On Thu, 8 Apr 2004 09:39:22 +0200, "Roger Conroy"
wrote:

However, your analogy with drivers licence test questions is a bit off
base...
Not knowing how to convert between frequency and wavelength is much more
fundamental than knowing the distance to dip your lights.
Its rather like being uncertain about the difference between a steering
wheel and a spare wheel.

Well, to you - yes. To me? No. My operations are primarily HT. I have
a few installed mobiles. They work fine with the antennas I've bought
from friends, so I know they're tuned for the frequency I needed - I
went to my friend, told them I need a antenna for xxx mhz, and he gave
me an antenna. But now let's say I have an antenna that I know is WAY
too long for the frequency I want it on - i.e. I'm taking a 42 mhz
antenna I want to cut to work on 220. For the life of me, I couldn't
recall the length of the antenna.

So, for someone who 99% of the time uses their HT, and then decides to
go mobile, the length of a mobile antenna may be akin to how many feet
in front of a intersection they can turn. Prior to this thread, if
someone would have asked me on the street the formula for cutting an
antenna, I would have guessed somewhere around the right number, but
nowhere near exact.

Evan

--
To reply, remove TheObvious from my e-mail address.

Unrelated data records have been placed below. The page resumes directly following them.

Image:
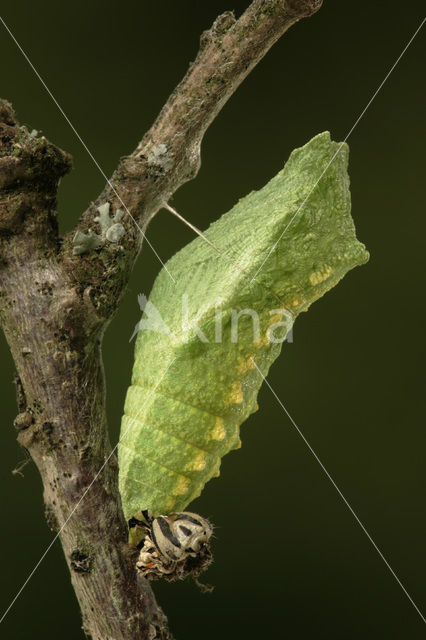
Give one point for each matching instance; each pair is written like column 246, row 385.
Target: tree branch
column 56, row 298
column 169, row 153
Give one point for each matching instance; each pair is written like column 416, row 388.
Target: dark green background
column 290, row 560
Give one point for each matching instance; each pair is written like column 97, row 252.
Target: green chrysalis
column 196, row 382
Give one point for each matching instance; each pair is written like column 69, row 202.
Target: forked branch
column 57, row 295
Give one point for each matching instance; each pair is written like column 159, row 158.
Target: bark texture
column 58, row 294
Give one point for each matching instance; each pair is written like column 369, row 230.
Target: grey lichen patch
column 115, row 233
column 159, row 157
column 85, row 242
column 80, row 561
column 111, row 231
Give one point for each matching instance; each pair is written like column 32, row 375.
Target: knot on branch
column 218, row 29
column 303, row 8
column 30, row 169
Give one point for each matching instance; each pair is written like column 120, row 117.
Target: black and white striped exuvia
column 174, row 546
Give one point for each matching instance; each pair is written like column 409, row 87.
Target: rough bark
column 55, row 304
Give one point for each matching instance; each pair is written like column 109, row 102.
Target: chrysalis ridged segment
column 181, row 418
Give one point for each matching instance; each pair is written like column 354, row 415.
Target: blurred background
column 290, row 560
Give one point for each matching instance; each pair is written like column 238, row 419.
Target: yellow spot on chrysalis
column 245, row 365
column 236, row 395
column 198, row 463
column 182, row 486
column 169, row 505
column 263, row 342
column 218, row 431
column 276, row 318
column 320, row 276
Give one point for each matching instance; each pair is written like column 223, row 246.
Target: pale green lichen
column 111, row 230
column 159, row 157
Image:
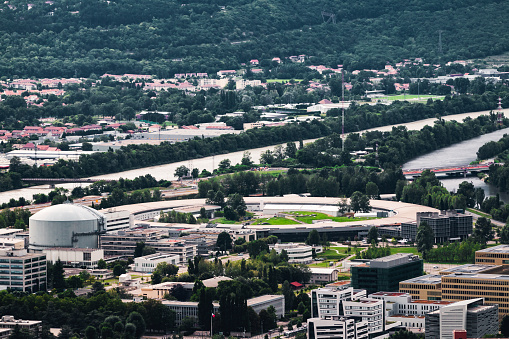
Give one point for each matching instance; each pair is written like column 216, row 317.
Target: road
column 167, row 171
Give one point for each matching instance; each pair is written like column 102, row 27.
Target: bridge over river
column 54, row 181
column 449, row 170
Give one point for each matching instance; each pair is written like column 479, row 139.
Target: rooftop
column 425, row 279
column 502, row 277
column 322, row 270
column 469, row 268
column 388, row 294
column 264, row 298
column 496, row 249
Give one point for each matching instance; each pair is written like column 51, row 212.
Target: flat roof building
column 446, row 226
column 426, row 287
column 297, row 253
column 384, row 274
column 148, row 263
column 22, row 271
column 322, row 275
column 472, row 315
column 76, row 257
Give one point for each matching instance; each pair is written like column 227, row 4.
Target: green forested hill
column 71, row 37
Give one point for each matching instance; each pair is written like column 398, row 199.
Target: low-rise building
column 117, row 220
column 384, row 274
column 448, row 225
column 497, row 255
column 297, row 253
column 185, row 309
column 76, row 257
column 322, row 275
column 426, row 287
column 371, row 311
column 22, row 271
column 265, row 301
column 148, row 263
column 338, row 327
column 473, row 315
column 8, row 321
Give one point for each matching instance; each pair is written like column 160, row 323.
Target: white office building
column 118, row 220
column 148, row 263
column 369, row 310
column 337, row 328
column 265, row 301
column 297, row 253
column 76, row 257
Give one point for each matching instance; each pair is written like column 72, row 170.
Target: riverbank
column 166, row 172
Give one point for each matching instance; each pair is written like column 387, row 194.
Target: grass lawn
column 411, row 96
column 275, row 221
column 479, row 213
column 320, row 264
column 412, row 250
column 283, row 80
column 343, row 249
column 225, row 221
column 331, row 255
column 308, row 217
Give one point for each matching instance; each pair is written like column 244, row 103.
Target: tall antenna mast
column 499, row 116
column 342, row 109
column 440, row 52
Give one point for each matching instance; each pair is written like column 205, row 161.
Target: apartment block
column 498, row 255
column 473, row 315
column 426, row 287
column 336, row 328
column 22, row 271
column 384, row 274
column 448, row 225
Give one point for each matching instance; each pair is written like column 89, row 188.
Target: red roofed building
column 296, row 285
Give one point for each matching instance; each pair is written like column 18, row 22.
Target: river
column 457, row 155
column 167, row 171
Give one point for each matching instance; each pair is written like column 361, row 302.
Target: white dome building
column 66, row 225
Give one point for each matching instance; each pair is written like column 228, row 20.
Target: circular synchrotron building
column 66, row 225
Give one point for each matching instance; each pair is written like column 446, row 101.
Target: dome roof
column 67, row 212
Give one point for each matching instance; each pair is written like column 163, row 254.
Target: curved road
column 167, row 171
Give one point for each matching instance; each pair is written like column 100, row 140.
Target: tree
column 58, row 275
column 479, row 197
column 288, row 294
column 483, row 231
column 224, row 241
column 101, row 264
column 91, row 332
column 178, row 291
column 504, row 326
column 138, row 250
column 181, row 172
column 86, row 146
column 343, row 206
column 237, row 204
column 138, row 321
column 372, row 190
column 425, row 238
column 503, row 233
column 118, row 270
column 359, row 202
column 224, row 164
column 373, row 235
column 246, row 159
column 313, row 238
column 291, row 150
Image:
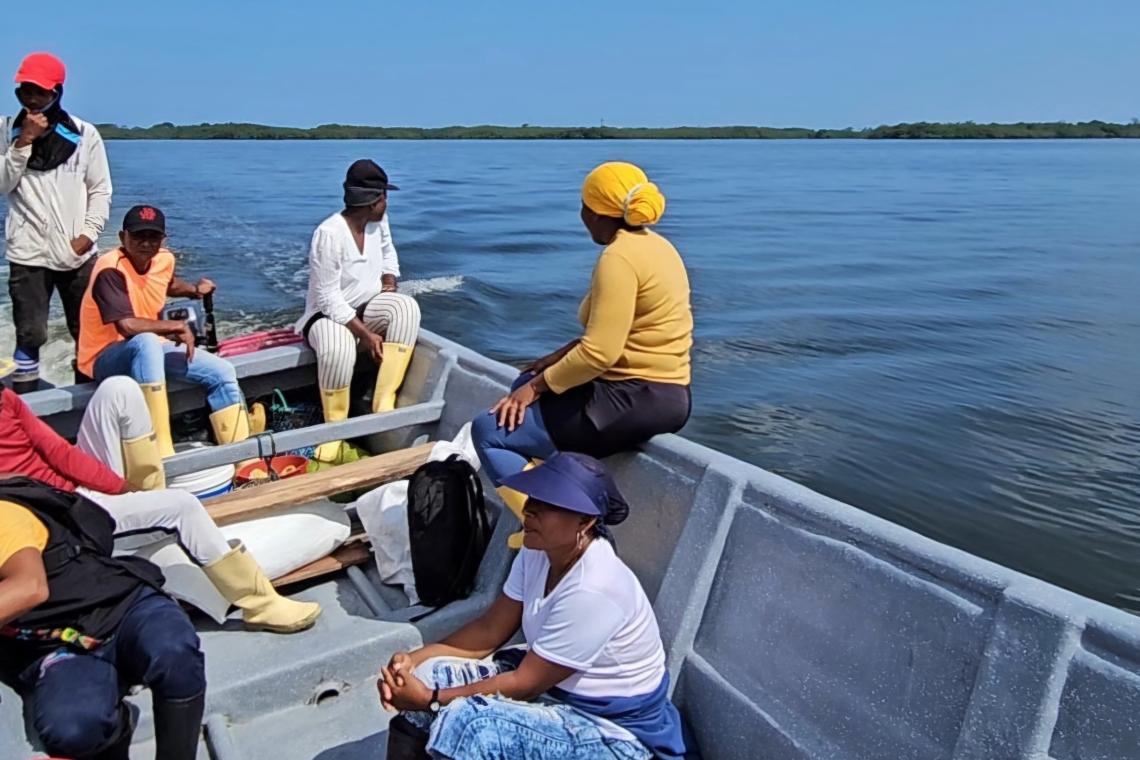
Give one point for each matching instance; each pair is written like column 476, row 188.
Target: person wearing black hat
column 352, row 301
column 592, row 681
column 122, row 334
column 55, row 174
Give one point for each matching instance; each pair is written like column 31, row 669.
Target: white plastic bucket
column 204, row 483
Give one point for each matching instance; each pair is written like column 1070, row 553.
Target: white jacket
column 48, row 210
column 341, row 278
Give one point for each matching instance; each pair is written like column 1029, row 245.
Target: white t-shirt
column 48, row 210
column 597, row 620
column 341, row 278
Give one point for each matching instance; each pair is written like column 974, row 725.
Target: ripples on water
column 944, row 334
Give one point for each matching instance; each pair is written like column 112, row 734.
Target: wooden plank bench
column 247, row 504
column 260, row 501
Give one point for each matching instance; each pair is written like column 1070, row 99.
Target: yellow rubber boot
column 159, row 406
column 515, row 501
column 397, row 358
column 230, row 424
column 241, row 581
column 258, row 421
column 335, row 403
column 143, row 464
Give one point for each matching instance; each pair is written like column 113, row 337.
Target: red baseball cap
column 42, row 70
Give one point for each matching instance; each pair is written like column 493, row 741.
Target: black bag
column 448, row 529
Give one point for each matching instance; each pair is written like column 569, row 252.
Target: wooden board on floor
column 348, row 555
column 302, row 489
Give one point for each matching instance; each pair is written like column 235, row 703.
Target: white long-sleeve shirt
column 342, row 278
column 49, row 210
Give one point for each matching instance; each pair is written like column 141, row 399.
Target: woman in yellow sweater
column 627, row 377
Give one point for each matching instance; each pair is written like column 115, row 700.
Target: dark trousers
column 75, row 697
column 30, row 289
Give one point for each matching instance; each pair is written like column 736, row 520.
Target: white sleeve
column 579, row 626
column 13, row 160
column 515, row 586
column 388, row 247
column 98, row 187
column 325, row 275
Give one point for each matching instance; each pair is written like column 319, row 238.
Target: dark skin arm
column 180, row 288
column 34, row 127
column 400, row 689
column 367, row 338
column 23, row 585
column 512, row 409
column 538, row 366
column 176, row 329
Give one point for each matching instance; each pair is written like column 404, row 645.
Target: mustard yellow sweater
column 637, row 319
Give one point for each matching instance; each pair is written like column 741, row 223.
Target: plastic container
column 205, row 483
column 285, row 465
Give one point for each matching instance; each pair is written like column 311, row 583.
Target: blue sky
column 812, row 63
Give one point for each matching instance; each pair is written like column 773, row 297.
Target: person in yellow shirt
column 627, row 377
column 79, row 629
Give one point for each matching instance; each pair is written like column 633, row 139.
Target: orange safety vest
column 147, row 293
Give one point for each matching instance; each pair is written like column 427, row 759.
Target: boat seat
column 303, row 489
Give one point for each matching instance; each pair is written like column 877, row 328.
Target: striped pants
column 393, row 316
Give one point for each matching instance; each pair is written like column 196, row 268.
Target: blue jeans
column 495, row 728
column 504, row 452
column 75, row 696
column 149, row 359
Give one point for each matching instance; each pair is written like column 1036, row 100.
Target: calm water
column 944, row 334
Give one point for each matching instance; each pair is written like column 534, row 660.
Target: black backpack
column 448, row 528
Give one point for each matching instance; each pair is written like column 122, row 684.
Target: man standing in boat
column 54, row 173
column 122, row 333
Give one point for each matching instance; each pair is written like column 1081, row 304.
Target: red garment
column 42, row 70
column 29, row 447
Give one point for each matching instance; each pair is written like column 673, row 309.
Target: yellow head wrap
column 623, row 190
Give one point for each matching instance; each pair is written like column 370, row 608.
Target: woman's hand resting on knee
column 512, row 408
column 399, row 688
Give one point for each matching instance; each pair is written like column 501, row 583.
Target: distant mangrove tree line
column 912, row 131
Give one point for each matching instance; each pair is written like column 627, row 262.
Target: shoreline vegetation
column 910, row 131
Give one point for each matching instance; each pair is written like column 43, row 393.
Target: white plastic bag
column 281, row 544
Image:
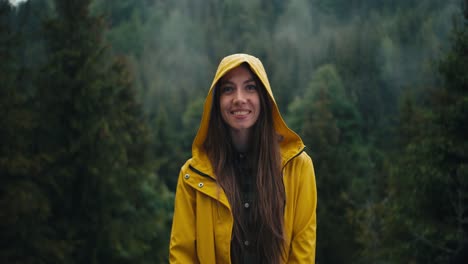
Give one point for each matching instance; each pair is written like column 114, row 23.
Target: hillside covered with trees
column 100, row 101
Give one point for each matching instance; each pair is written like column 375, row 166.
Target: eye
column 251, row 87
column 227, row 89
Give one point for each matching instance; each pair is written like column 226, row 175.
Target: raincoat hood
column 290, row 143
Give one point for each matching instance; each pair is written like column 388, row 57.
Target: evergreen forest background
column 100, row 101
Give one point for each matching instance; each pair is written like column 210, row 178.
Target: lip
column 240, row 113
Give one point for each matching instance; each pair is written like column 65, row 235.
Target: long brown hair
column 265, row 161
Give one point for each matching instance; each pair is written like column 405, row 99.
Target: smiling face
column 239, row 100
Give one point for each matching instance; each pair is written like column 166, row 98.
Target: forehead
column 239, row 72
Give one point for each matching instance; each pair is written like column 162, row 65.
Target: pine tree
column 429, row 190
column 106, row 205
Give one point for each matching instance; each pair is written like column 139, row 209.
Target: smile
column 241, row 112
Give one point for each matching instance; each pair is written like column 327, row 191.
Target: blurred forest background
column 100, row 101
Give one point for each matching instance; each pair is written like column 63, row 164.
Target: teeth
column 241, row 112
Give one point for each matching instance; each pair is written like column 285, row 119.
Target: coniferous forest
column 100, row 101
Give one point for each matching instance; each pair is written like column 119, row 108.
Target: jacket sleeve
column 182, row 248
column 305, row 218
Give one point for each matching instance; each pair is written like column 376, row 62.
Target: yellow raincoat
column 202, row 223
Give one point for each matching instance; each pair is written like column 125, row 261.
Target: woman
column 248, row 193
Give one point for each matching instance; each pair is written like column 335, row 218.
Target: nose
column 239, row 97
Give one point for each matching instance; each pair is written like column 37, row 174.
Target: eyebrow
column 229, row 82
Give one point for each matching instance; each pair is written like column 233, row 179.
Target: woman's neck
column 241, row 140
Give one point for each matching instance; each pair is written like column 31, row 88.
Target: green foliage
column 429, row 188
column 84, row 178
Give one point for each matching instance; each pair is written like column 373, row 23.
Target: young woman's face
column 239, row 99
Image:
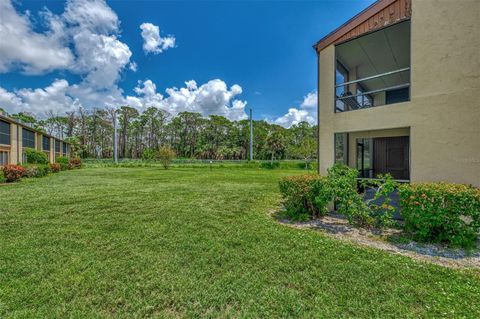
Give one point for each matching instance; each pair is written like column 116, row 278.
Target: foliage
column 148, row 154
column 35, row 157
column 305, row 196
column 381, row 204
column 442, row 212
column 54, row 167
column 165, row 156
column 75, row 162
column 62, row 160
column 190, row 135
column 13, row 173
column 343, row 183
column 36, row 170
column 340, row 187
column 270, row 165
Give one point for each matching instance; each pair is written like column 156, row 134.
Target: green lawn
column 196, row 242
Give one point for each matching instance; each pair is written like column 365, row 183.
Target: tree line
column 189, row 134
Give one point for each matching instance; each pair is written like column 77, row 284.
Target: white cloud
column 31, row 52
column 306, row 112
column 54, row 98
column 213, row 97
column 152, row 41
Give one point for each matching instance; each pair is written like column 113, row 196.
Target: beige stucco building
column 399, row 91
column 15, row 137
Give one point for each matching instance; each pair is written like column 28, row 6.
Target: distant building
column 15, row 137
column 398, row 91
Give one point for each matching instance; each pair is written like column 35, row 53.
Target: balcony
column 373, row 69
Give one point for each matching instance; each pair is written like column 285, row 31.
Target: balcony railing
column 366, row 99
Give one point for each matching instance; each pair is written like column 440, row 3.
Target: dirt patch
column 391, row 240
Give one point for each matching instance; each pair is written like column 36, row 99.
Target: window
column 57, row 146
column 4, row 133
column 341, row 148
column 4, row 158
column 28, row 138
column 45, row 143
column 373, row 69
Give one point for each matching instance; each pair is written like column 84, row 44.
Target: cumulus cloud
column 306, row 112
column 54, row 98
column 29, row 51
column 152, row 41
column 213, row 97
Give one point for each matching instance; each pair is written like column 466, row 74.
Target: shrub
column 35, row 157
column 75, row 163
column 165, row 156
column 148, row 155
column 270, row 165
column 36, row 170
column 305, row 196
column 54, row 167
column 13, row 173
column 343, row 183
column 442, row 212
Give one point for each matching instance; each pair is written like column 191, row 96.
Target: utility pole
column 115, row 137
column 251, row 136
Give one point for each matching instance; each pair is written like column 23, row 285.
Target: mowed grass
column 145, row 242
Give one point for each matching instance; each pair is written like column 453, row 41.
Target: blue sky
column 265, row 48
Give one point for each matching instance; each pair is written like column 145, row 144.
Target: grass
column 192, row 242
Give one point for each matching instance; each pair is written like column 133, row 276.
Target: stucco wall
column 444, row 111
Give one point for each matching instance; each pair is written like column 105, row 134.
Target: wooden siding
column 379, row 15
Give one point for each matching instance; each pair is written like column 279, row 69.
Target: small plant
column 305, row 196
column 166, row 156
column 343, row 183
column 74, row 163
column 148, row 155
column 13, row 173
column 35, row 157
column 54, row 167
column 62, row 160
column 442, row 212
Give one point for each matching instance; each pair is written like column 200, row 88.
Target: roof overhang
column 378, row 15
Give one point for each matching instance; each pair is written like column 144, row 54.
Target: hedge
column 441, row 212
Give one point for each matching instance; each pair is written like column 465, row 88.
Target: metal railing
column 351, row 100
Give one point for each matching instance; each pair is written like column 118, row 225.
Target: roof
column 376, row 16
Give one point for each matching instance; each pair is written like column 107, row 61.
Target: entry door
column 392, row 156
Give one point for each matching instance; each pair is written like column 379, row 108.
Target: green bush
column 54, row 167
column 442, row 212
column 305, row 196
column 270, row 165
column 62, row 160
column 148, row 155
column 74, row 163
column 35, row 157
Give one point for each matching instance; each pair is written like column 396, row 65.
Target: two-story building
column 15, row 137
column 399, row 91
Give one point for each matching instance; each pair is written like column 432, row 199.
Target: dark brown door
column 391, row 155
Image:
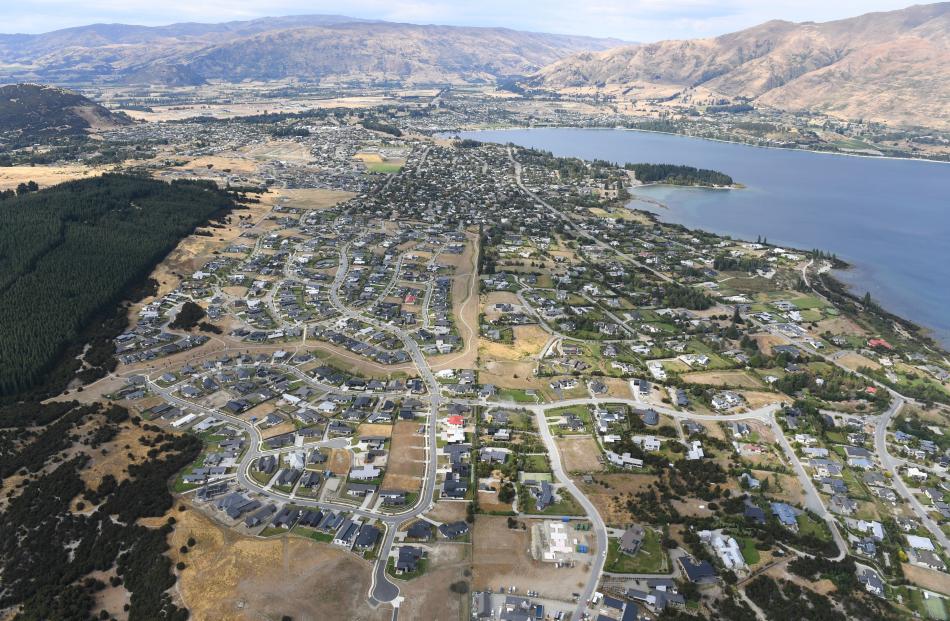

"Evan Platt" wrote in message
...
On Tue, 6 Apr 2004 09:27:58 +0200, "Roger Conroy"
wrote:

Now I have a few questions...

How the ^%$#(*&$ do you get to even own a 2m radio without knowing how to
do
this ELEMENTARY calculation? Do you have a licence? Have you learnt
absolutely nothing? This formula is the first one in the book together
with
Ohm's Law!

Perhaps he took the test over a year ago, has only been using a HT,
and is now wanting to get into mobile use?

Let me ask you a few questions:

How far in advance of a turn are you required to use your turn signal?

What is the maximum distance you may enter a bike lane prior to making
a turn?

You may use your hi beams if a car coming towards you is more than
____ feet away, or if a car is in front of you in the same direction
as you, more than _____ feet away.

Gee, you don't know? How the &*^#*$@ did you get your drivers license?

Get the point?

Evan

To reply, remove TheObvious from my e-mail address.

OK I admit I did come on a bit too strong, I'm sorry.

However, your analogy with drivers licence test questions is a bit off
base...
Not knowing how to convert between frequency and wavelength is much more
fundamental than knowing the distance to dip your lights.
Its rather like being uncertain about the difference between a steering
wheel and a spare wheel.

Anyway this is the last word I'm saying on this topic.

73
Roger ZR3RC

Damn Roger... It must be really tough being so superior.


"Roger Conroy" wrote in message
...

"Moody1951" wrote in message
...
Please help me out with the math. What is the length of a 5/8s
wavelength
2
meter antenna? I've got something that might be able to be cut to the
freq.

Thanks

Lets assume you want a center frequency of 146 megahertz...

300/146=2.057945m (round it to nearest mm 2.058m)
2.058/8=0.25725m
0.25725x5=1.28625m (round it to nearest mm 1.286m)

Now I have a few questions...

How the ^%$#(*&$ do you get to even own a 2m radio without knowing how to
do
this ELEMENTARY calculation? Do you have a licence? Have you learnt
absolutely nothing? This formula is the first one in the book together
with
Ohm's Law!

73
Roger ZR3RC

Roger, you're right. I am stupid. Thank you for so kindly for pointing that
out. We all need more "Elmers" like you.